AI in toxicology assessment has moved the identification of potential tox issues earlier in the drug discovery process i.e. while the drug is being designed in silico and shortlisted as a potential candidate instead of after the pool of drug candidates have been shortlisted.

But AI’s predictive ability of a drug’s likely toxicity profile in clinical trials is hampered by the same data challenges that plague AI for biology. Data from in vitro environments doesn’t model the complex realities of human biology i.e. if we don’t understand the cascade of events when a drug hits its target i.e. not just happens to the cell but how that affects the other pathways that are associated with the target then how can we predict with confidence off target or on target toxicity. We are not yet at the stage where we can claim victory and meaningfully move the needle away from ‘30% of drugs fail due to unmanageable toxicity’.

So is AI in drug discovery and development hype or is it delivering tangible results?

Back to the low hanging fruit:

‘Can we reduce the time it takes to discover a viable drug candidate to less than the historical average of 5 years?’

Compressing drug discovery timelines is where AI is having the biggest direct impact. Even though we have only mapped around 10% to 15% of human biology, chemistry can be handled much better computationally. AI can predict the precise 3D structure of a disease-related target and computational chemists can immediately begin designing drugs that can bind to the target effectively, a process that pre-AI would take years of lab work.

AI is inverting the traditional drug discovery workflow i.e. computational screening and optimized design parameters are used to shortlist the pool of candidates that are tested in the lab instead of a lab and labor intensive ‘whack a mole’ lead optimization process.

According to BCG, AI has already reduced the time it takes to identify and validate promising targets by 35% to 40% (source BCG) i.e. significant reduction in the ‘on average’ 5 year drug discovery. In an industry where monetization is constrained by finite patent life, each additional year on the market is significant.

Conclusion

AI models are only as good as the quality and volume of the data they are trained on and lack of high quality data sets that can model the complexity of human biology are the biggest bottleneck in meaningfully reducing the technical risk associated with drug discovery.

However, AI’s impact on condensing drug discovery cycle time and increasing the number of years of commercial life should not be underestimated.
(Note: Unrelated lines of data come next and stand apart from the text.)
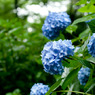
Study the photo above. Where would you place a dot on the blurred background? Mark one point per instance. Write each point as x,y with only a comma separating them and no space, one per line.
21,42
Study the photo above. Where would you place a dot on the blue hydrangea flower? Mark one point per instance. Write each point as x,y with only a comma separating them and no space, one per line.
53,53
83,75
39,89
91,45
54,23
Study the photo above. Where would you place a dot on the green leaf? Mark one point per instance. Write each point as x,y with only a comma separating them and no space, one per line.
92,25
54,86
72,28
84,62
81,2
89,83
88,8
83,19
91,59
82,48
91,87
70,78
54,93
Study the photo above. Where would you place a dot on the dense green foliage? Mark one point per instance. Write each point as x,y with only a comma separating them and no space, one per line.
20,50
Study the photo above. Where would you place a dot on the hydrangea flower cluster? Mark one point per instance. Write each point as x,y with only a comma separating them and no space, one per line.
39,89
53,53
91,45
54,23
83,75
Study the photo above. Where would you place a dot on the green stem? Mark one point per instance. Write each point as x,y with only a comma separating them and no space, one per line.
74,92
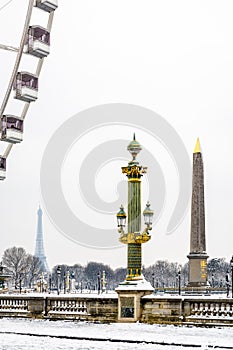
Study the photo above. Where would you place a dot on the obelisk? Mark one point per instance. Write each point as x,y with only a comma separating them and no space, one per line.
198,256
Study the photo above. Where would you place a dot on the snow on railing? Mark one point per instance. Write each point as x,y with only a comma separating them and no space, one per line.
68,306
13,305
209,309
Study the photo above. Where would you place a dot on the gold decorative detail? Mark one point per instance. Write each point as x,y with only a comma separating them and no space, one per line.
134,171
197,148
133,179
136,237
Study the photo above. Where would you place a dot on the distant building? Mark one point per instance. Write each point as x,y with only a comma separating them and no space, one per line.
39,251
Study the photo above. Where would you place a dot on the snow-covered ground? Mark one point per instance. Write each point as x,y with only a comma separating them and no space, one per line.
58,335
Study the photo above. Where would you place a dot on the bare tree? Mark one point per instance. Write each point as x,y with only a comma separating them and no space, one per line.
16,262
34,268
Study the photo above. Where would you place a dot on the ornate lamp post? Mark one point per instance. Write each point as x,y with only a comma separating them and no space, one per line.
98,283
58,279
134,237
231,263
179,284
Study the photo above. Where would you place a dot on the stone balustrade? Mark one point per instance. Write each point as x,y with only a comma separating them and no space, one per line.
68,306
104,308
212,309
13,305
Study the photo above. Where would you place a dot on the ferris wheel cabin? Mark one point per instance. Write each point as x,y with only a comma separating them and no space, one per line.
2,168
38,41
47,5
11,129
26,87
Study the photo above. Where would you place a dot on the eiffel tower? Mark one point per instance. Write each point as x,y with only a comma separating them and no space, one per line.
39,251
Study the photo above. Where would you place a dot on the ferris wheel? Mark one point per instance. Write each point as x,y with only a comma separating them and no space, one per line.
23,85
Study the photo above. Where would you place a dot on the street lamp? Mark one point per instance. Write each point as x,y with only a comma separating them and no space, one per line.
58,278
98,283
153,280
121,219
148,216
179,284
231,263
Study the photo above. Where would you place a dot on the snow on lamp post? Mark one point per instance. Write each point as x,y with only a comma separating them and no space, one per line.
58,279
231,263
121,219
A very simple hypothetical example where a drug has peak sales of USD1bn (simply the threshold for what is considered a blockbuster, most blockbusters have multi-billion $ peak sales). If drug discovery timelines are shortened by 2 years i.e. additional USD2bn in peak sales, then risk adjusted NPV i.e. NPV adjusted for the probability of a drug discovery program reaching commercialization discounted at 10% cost of capital is USD65M+ or roughly USD 30-35M per year gained. Small numbers due to the impact on the earliest stages of drug discovery where probability of reaching the market is only 10% or less.
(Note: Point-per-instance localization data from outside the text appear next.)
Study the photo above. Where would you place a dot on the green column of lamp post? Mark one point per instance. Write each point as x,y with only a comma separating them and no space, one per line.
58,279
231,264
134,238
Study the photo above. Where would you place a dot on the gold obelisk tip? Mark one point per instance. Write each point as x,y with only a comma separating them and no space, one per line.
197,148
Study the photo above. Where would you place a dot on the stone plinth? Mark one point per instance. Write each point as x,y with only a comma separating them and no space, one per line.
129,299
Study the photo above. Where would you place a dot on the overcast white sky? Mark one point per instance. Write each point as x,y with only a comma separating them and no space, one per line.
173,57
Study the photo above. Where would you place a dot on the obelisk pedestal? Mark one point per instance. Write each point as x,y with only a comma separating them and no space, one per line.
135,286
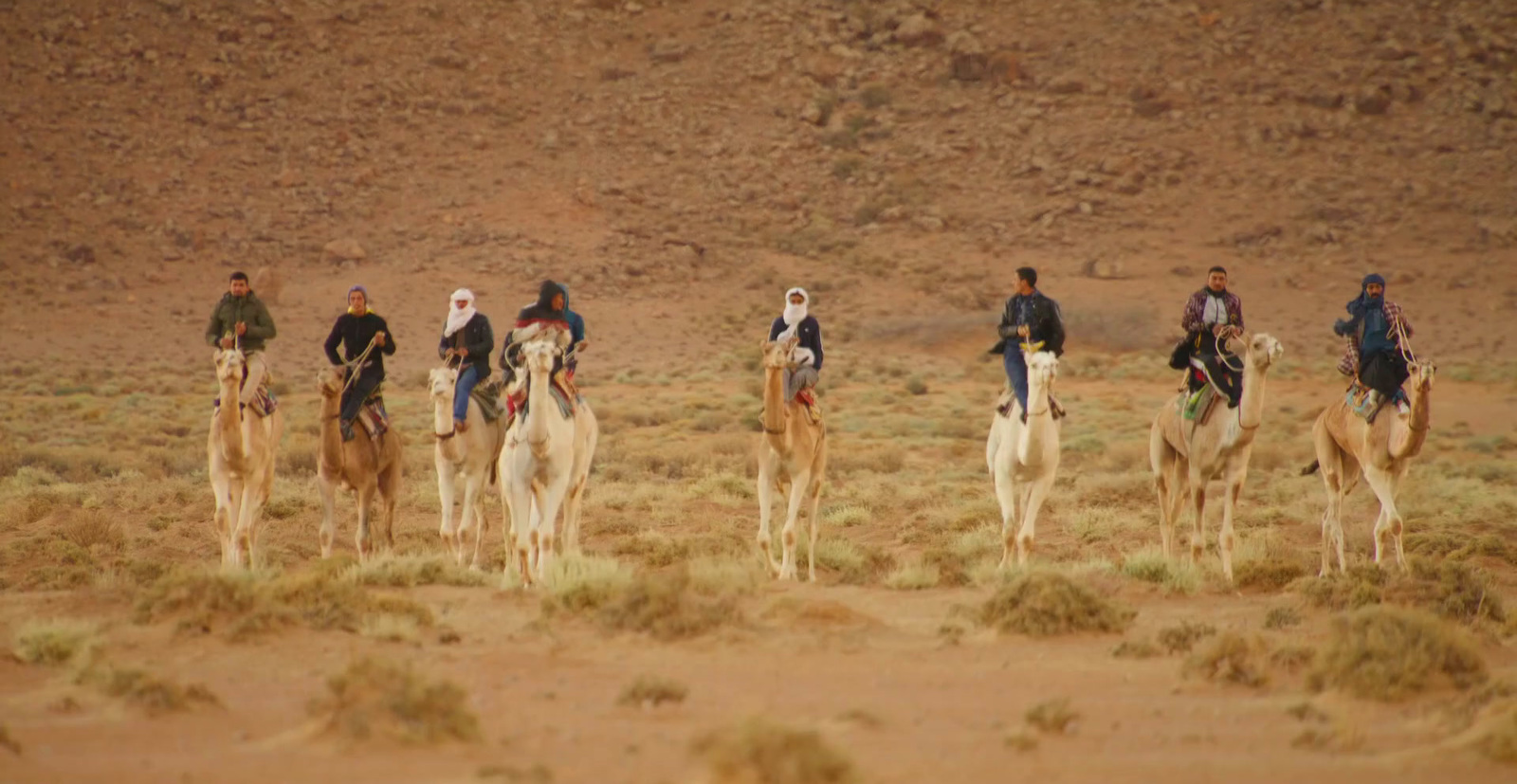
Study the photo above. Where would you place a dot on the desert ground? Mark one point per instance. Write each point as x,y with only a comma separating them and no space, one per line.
680,164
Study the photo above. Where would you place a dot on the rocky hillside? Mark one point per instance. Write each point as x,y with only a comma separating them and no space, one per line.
675,158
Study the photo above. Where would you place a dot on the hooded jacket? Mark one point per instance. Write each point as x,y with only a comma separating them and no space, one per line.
247,310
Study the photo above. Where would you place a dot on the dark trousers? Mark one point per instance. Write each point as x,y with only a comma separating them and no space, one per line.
354,396
1016,372
1384,372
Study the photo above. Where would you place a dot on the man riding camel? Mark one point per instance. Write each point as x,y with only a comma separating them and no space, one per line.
1033,320
242,320
1377,349
1213,316
469,338
356,331
795,321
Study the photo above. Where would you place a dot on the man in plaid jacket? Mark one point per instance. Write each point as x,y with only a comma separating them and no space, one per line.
1375,341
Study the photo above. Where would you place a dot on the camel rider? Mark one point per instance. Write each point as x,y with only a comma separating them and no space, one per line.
1375,343
469,340
1033,323
1213,316
795,321
356,331
242,320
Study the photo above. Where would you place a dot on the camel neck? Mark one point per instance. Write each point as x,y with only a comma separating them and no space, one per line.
774,402
331,443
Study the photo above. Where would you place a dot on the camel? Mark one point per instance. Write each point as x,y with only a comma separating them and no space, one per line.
1185,455
361,465
540,465
1382,450
1024,458
242,463
793,452
467,455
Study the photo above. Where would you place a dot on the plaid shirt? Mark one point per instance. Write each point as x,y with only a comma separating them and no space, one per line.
1196,311
1349,366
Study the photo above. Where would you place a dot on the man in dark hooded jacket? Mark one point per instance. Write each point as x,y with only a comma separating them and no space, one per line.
1375,341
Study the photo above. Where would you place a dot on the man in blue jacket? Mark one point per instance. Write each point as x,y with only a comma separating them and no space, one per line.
798,323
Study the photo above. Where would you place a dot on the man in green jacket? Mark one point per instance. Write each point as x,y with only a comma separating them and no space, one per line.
242,320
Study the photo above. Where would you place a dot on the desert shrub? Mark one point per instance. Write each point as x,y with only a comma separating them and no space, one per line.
765,753
651,692
1390,654
1044,604
1231,659
1183,637
57,642
375,700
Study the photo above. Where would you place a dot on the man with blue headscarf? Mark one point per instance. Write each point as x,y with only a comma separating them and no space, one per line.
1375,334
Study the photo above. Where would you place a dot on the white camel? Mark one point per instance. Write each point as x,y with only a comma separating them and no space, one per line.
539,465
466,455
242,463
1185,455
1024,458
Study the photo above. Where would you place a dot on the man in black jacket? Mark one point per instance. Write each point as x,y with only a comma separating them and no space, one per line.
467,336
356,329
1032,320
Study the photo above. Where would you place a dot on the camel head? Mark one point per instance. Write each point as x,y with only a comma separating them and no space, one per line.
330,382
777,352
1043,367
1259,349
1422,374
229,366
440,382
539,356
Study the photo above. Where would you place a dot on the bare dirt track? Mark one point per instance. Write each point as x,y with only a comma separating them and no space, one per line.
680,164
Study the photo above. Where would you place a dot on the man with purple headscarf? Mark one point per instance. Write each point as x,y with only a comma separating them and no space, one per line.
356,329
1375,334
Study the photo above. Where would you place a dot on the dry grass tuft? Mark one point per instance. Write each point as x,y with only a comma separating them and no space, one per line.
1044,604
665,606
411,571
152,693
763,753
249,604
1231,659
1051,718
57,642
649,692
1390,654
387,701
1183,637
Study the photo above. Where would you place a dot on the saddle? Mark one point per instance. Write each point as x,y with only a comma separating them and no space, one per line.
265,401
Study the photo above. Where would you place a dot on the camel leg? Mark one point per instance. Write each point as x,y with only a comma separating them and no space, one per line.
1036,493
1006,493
1388,525
815,492
328,490
788,566
445,493
1234,488
766,473
364,540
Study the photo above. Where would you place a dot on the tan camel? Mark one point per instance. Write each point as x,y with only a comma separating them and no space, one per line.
361,465
539,465
240,450
466,455
1347,447
793,458
1185,455
1024,458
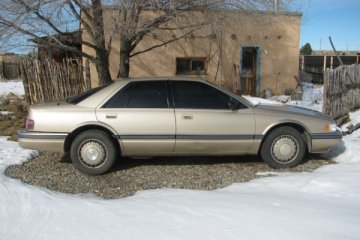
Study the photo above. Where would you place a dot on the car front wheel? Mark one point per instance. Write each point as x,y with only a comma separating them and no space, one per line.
284,147
93,152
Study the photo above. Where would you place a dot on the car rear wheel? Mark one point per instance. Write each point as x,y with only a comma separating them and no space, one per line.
283,148
93,152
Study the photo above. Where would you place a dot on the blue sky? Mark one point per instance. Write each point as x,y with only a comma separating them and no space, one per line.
336,18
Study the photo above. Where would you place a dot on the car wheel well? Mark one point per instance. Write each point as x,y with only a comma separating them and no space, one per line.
70,138
304,133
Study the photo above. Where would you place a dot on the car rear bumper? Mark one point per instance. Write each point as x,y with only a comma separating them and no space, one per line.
42,141
324,142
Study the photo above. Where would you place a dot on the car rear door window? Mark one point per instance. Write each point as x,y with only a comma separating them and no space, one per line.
198,95
148,94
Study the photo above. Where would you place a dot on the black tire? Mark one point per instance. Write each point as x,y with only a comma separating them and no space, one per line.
93,152
284,147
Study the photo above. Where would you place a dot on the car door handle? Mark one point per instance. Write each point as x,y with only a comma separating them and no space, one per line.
111,116
187,117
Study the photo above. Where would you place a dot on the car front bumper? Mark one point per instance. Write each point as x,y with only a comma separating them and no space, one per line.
42,141
324,142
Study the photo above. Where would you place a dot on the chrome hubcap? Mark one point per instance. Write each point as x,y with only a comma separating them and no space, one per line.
92,153
284,149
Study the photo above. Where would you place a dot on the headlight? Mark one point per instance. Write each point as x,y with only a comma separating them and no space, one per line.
330,127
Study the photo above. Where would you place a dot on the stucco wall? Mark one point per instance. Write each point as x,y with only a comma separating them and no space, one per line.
277,36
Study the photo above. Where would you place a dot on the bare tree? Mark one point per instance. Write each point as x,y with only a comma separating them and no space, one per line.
132,22
50,22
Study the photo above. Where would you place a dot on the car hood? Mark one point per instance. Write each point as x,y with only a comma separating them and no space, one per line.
292,110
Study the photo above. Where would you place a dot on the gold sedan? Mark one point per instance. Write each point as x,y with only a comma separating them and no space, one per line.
173,117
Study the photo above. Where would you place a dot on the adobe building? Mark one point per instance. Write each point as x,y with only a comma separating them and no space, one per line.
247,54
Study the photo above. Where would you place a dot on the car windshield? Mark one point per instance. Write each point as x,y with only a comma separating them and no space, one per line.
82,96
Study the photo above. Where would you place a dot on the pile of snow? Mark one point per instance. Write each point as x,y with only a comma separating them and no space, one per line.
312,98
256,100
15,86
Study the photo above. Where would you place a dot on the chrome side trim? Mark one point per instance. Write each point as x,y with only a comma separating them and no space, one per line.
189,137
334,135
40,135
214,137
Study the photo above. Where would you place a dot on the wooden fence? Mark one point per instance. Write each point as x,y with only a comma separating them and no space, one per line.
9,70
47,80
341,91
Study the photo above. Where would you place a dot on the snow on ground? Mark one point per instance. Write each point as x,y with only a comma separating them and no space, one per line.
323,204
15,86
312,98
This above back of the envelope calculation also highlights why the real gains from AI will be from increasing the probability of success i.e. reducing the number of drugs that fail due to lack of efficacy or unmanageable toxicity.
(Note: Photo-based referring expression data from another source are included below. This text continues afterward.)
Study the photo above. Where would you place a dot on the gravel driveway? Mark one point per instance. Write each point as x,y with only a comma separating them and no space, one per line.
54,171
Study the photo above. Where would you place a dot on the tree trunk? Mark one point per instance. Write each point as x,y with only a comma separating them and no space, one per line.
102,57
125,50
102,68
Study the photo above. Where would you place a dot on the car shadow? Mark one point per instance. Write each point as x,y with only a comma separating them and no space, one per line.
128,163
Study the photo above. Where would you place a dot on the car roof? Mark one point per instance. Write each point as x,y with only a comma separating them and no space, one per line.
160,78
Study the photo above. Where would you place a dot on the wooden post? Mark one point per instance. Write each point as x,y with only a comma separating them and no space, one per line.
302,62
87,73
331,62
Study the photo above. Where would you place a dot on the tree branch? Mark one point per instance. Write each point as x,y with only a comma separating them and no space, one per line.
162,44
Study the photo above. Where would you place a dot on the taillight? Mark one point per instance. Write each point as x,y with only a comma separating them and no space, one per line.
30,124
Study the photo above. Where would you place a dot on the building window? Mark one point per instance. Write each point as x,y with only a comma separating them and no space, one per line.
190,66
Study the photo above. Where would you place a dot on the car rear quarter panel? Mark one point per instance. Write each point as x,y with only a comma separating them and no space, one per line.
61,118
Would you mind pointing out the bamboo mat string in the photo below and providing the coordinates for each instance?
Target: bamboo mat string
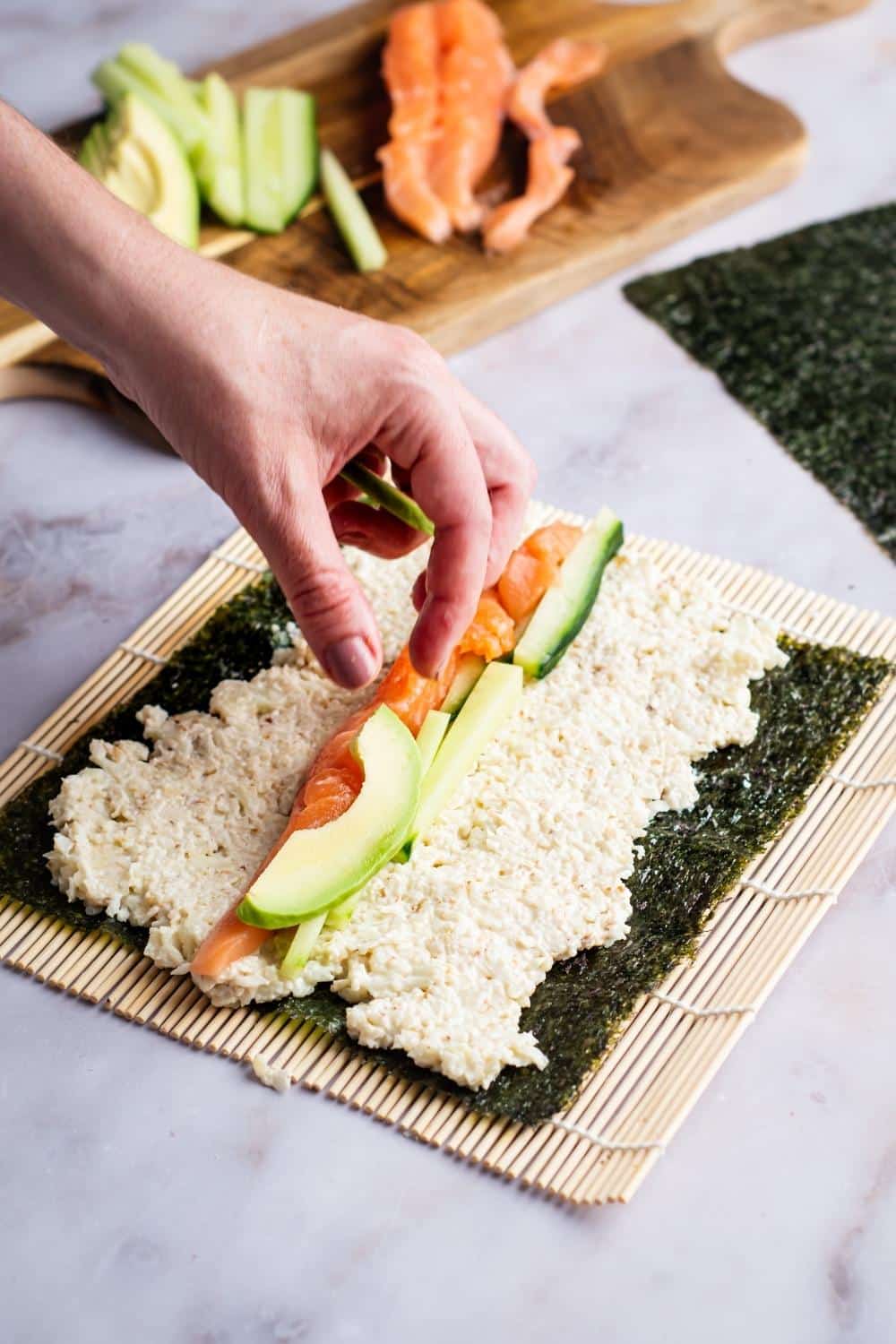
(239, 564)
(144, 653)
(659, 1066)
(734, 1011)
(613, 1145)
(43, 752)
(772, 894)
Let’s take the same example i.e. a drug with peak sales of USD 1bn. Currently only 50% of drugs in Phase 3 make it to the finish line and the remaining 50% fail due to lack of efficacy (50%), toxicity (30%), poor drug design (10%). A 10% improvement in the probability of success due to better predictive capabilities of AI would be incremental rNPV of USD400M.

The verdict

AI: Guardian Angel or Cognitive Amplifier or Both. It’s already a cognitive amplifier but the future is AI as a guardian angel, literally by fulfilling its promise to find cure for diseases and figuratively by bringing shareholder returns in biotech and big pharma in lockstep with tech firms.